Per il compositore questo dovrebbe essere ovvio in partenza. E allora
aggiungo: se Beethoven fosse di nuovo tra noi, non si vieterebbe certo di modificare
le proprie musiche adeguandole all’acustica degli spazi, al loro riverbero naturale,
alla dislocazione del pubblico, tutte cose che sono mutate nei secoli, esattamente
come dopo di lui hanno fatto e fanno Luigi Nono, Frank Zappa, Karlheinz Stockhausen
e... quasi tutti gli altri. Una stessa traccia audio preregistrata non è “finita”.
Facciamo la musica eseguendola, ma anche ascoltandola: grazie a ciò possiamo ancora
godere di Beethoven, con nuove interpretazioni e possibilità di comprensione,
in una vitalità che si arricchisce del mutare dei tempi. La
facoltà di variare i parametri in gioco, pare quindi talvolta ancora legata all’idea
di un testo intoccabile a posteriori, o realmente finito. Sorprende poi che quanto più questi
concetti vadano sparendo dal pensiero del compositore “classico”, tanto più cresca,
negli “altri” o in molti divulgatori giornalistici e addirittura in alcuni studiosi,
l’equivoco di cui sopra: si vuole una musica finita e una in divenire, dove la
presunta stabilità e affidabilità del segno scritto è considerato vincolo e freno
all’invenzione. Ripeto, quasi un’accademia rovesciata, che si spinge
talvolta a supporre l’assenza di feedback
nella scrittura. Così si confondono composizione e scrittura, ma si dimostra solo
di non aver frequentato - non è una mancanza, solo una differenza - i lati più
antichi, interiori e creativi di quell’atto profondo e ricco proprio di feedback
che è la scrittura di un suono. Talvolta
poi, parole e fatti si contraddicono, quasi sempre a favore di questi ultimi:
un aspetto che mi ha sempre colpito è proprio il fatto che i musicisti pop e rock
usavano e oggi ancor di più utilizzino le scritture, siano esse su carta, computer
o ambedue, con le notazioni più disparate. Quale livello di notazione
raggiungano non ha di fatto alcuna importanza, basti solo dire che anche qui l’atto
di scrivere, segnare, cifrare, registrare, disegnare un suono, interviene a mediare.

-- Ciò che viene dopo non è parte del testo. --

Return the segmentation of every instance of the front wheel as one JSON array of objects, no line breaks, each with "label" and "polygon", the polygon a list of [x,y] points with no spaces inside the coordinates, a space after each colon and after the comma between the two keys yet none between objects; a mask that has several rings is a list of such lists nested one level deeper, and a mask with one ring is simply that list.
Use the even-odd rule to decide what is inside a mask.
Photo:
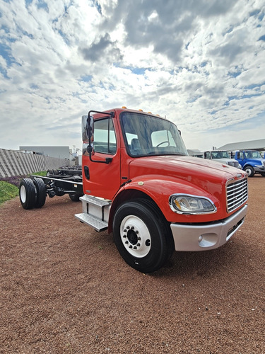
[{"label": "front wheel", "polygon": [[124,260],[145,273],[163,267],[174,251],[167,222],[153,202],[144,199],[119,207],[113,220],[113,236]]},{"label": "front wheel", "polygon": [[247,172],[249,177],[253,177],[255,174],[254,169],[251,166],[247,166],[245,169],[244,169],[244,170]]}]

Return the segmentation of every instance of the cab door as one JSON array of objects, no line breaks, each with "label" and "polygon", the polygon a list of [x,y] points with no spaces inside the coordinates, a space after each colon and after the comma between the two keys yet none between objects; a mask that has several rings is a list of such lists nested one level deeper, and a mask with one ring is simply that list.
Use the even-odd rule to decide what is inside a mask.
[{"label": "cab door", "polygon": [[[94,120],[94,151],[90,161],[83,155],[83,188],[85,194],[112,200],[120,186],[120,152],[113,118]],[[85,150],[85,149],[83,149]],[[106,163],[111,160],[110,162]]]}]

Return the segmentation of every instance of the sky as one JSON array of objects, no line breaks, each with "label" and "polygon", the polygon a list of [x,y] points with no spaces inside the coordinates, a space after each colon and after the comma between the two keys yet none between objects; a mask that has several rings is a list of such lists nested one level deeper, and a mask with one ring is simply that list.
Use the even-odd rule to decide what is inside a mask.
[{"label": "sky", "polygon": [[0,148],[81,149],[81,116],[165,116],[187,149],[265,139],[264,0],[0,0]]}]

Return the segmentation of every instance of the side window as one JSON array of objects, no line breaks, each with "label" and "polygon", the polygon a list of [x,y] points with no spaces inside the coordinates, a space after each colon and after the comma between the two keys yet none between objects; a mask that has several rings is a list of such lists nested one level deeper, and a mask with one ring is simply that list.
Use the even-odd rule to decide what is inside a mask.
[{"label": "side window", "polygon": [[115,154],[117,142],[112,118],[94,121],[94,149],[95,152]]}]

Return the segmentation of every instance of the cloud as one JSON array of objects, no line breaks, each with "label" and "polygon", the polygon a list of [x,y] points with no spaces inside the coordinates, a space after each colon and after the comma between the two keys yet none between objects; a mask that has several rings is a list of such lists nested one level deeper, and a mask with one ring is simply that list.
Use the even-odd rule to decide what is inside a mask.
[{"label": "cloud", "polygon": [[261,0],[10,0],[0,13],[0,147],[80,147],[88,108],[166,115],[205,149],[264,114]]}]

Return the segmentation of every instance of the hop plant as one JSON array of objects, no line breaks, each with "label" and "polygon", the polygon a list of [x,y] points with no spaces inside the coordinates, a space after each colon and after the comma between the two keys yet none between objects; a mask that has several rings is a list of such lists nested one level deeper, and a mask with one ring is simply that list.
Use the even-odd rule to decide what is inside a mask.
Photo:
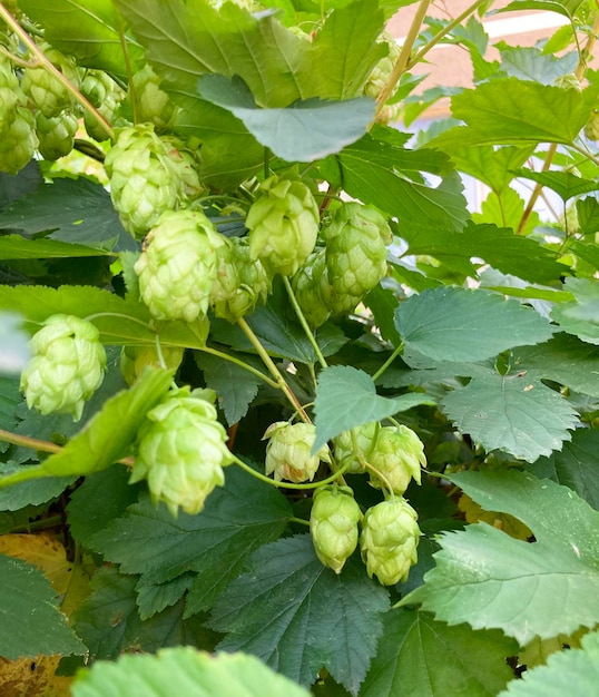
[{"label": "hop plant", "polygon": [[300,179],[273,175],[261,185],[246,218],[249,253],[274,276],[293,276],[318,234],[318,206]]},{"label": "hop plant", "polygon": [[393,236],[383,216],[369,206],[350,202],[337,208],[323,229],[331,283],[330,307],[352,311],[386,275],[386,245]]},{"label": "hop plant", "polygon": [[134,269],[144,303],[157,320],[194,322],[206,314],[223,238],[199,210],[164,213]]},{"label": "hop plant", "polygon": [[106,156],[110,196],[131,235],[143,237],[167,210],[187,202],[186,183],[171,146],[143,124],[122,128]]},{"label": "hop plant", "polygon": [[177,121],[178,107],[160,89],[160,78],[149,63],[134,73],[132,86],[137,120],[154,124],[158,131],[173,129]]},{"label": "hop plant", "polygon": [[266,445],[266,474],[274,473],[277,481],[286,479],[300,483],[312,481],[321,460],[328,462],[328,453],[323,446],[315,454],[311,454],[316,436],[316,429],[311,423],[289,424],[277,421],[271,424],[264,433]]},{"label": "hop plant", "polygon": [[147,479],[154,502],[173,516],[179,508],[198,513],[225,483],[223,468],[233,462],[226,439],[214,405],[189,387],[177,390],[148,412],[130,481]]},{"label": "hop plant", "polygon": [[[163,346],[160,351],[166,367],[177,370],[183,361],[184,350],[180,346]],[[124,346],[120,352],[120,372],[128,385],[132,385],[146,367],[160,366],[156,346]]]},{"label": "hop plant", "polygon": [[[48,45],[40,48],[46,58],[62,72],[73,87],[78,88],[80,80],[75,60]],[[56,118],[61,111],[75,105],[71,92],[46,67],[26,68],[21,79],[21,88],[46,118]]]},{"label": "hop plant", "polygon": [[369,576],[383,586],[407,580],[416,563],[416,547],[422,534],[418,513],[403,498],[393,498],[370,508],[362,521],[360,549]]},{"label": "hop plant", "polygon": [[380,425],[377,421],[370,421],[352,431],[343,431],[334,440],[335,462],[344,467],[347,459],[351,459],[347,472],[359,474],[364,472],[364,462],[370,462],[370,455],[379,434]]},{"label": "hop plant", "polygon": [[341,573],[357,547],[357,523],[362,518],[350,487],[321,487],[314,493],[310,532],[316,556],[325,567]]},{"label": "hop plant", "polygon": [[292,278],[292,287],[310,326],[317,328],[324,324],[331,315],[328,310],[331,292],[324,248],[313,252],[307,257],[306,263]]},{"label": "hop plant", "polygon": [[72,150],[77,128],[77,117],[70,111],[62,111],[56,118],[46,118],[39,112],[36,117],[36,134],[40,155],[49,160],[68,155]]},{"label": "hop plant", "polygon": [[79,421],[104,379],[106,352],[98,330],[72,315],[52,315],[31,338],[31,352],[21,374],[27,405],[43,415],[66,413]]},{"label": "hop plant", "polygon": [[379,429],[369,462],[384,477],[383,480],[371,472],[371,484],[377,489],[390,484],[393,492],[401,495],[411,479],[420,484],[420,468],[426,467],[424,445],[412,429],[403,424],[384,426]]}]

La musica eseguita torna poi a perfezionare il segno scritto e così via, in una
mediazione reciproca e in continuo divenire. Non è certo questa una scrittura
di seconda classe. Certo tutto ciò non è neppure la musica. Stiamo ragionando
sulla sua nascita e i suoi passaggi dal pensiero e dalla pratica all’ascolto.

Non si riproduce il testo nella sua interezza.